These are implemented in Scikit-learn.
In [21]:
def drawprecisionrecall(X,y,test,model):
try:
yscore = model.decision_function(X[test])
except AttributeError:
yscore = model.predict_proba(X[test])[:,1]
precision,recall,_ = sklearn.metrics.precision_recall_curve(y[test],yscore)
average_precision = sklearn.metrics.average_precision_score(y[test], yscore,
average="micro")
plt.clf()
plt.plot(recall,precision)
plt.xlim([0.0, 1.0])
plt.ylim([0.0, 1.05])
plt.xlabel('Recall')
plt.ylabel('Precision')
plt.title('Precision-Recall curve, AUC: {0:0.2f}'.format(average_precision))
plt.show()
return precision, recall
In [99]:
precision,recall = drawprecisionrecall(X,y,test,model)
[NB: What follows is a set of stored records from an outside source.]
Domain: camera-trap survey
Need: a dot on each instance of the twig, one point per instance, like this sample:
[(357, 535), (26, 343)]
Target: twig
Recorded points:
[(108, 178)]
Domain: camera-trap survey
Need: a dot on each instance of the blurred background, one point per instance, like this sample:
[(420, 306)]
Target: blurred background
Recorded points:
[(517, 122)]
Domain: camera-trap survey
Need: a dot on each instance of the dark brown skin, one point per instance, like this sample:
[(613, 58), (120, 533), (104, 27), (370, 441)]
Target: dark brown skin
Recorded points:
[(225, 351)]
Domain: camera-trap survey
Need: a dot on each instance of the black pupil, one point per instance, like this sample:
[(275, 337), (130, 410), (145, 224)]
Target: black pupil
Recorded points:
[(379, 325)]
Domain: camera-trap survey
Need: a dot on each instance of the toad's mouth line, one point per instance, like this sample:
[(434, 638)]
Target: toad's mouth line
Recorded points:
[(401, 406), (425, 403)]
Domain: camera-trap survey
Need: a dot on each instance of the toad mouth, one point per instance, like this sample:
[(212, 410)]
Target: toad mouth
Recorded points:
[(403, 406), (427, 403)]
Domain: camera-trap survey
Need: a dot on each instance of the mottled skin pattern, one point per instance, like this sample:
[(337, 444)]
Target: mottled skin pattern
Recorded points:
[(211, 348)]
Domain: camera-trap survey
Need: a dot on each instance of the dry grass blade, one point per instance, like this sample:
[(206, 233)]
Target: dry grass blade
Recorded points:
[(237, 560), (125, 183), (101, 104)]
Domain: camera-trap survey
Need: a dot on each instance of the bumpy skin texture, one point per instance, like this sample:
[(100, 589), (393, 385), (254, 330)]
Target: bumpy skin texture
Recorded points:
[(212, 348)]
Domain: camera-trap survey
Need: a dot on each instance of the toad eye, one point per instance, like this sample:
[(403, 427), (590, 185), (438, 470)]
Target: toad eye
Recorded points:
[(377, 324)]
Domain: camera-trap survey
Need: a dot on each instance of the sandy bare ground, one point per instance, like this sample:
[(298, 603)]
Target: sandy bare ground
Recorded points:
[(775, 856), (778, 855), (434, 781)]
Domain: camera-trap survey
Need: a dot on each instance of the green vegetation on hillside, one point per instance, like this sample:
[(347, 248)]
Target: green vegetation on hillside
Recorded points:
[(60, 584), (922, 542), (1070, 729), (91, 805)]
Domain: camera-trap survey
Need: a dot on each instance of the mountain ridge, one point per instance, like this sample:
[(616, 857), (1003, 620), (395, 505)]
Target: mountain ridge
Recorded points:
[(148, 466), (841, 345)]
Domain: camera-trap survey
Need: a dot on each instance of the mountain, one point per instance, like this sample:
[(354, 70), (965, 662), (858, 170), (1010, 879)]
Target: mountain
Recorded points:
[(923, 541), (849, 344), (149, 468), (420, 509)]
This shows that it is not possible, even with loss of precision, to recall all of the positive training examples. Unfortunately, it is only possible to recall less than 10% with perfect precision.
In [100]:
savez("../../plots/bayes/lr_precisionrecall.npz",precision,recall)
In [101]:
plot(model.named_steps['cls'].coef_.T)
Out[101]:
In [102]:
savez("../../plots/bayes/logistic.regression.coef.npz",model.named_steps['cls'].coef_.T)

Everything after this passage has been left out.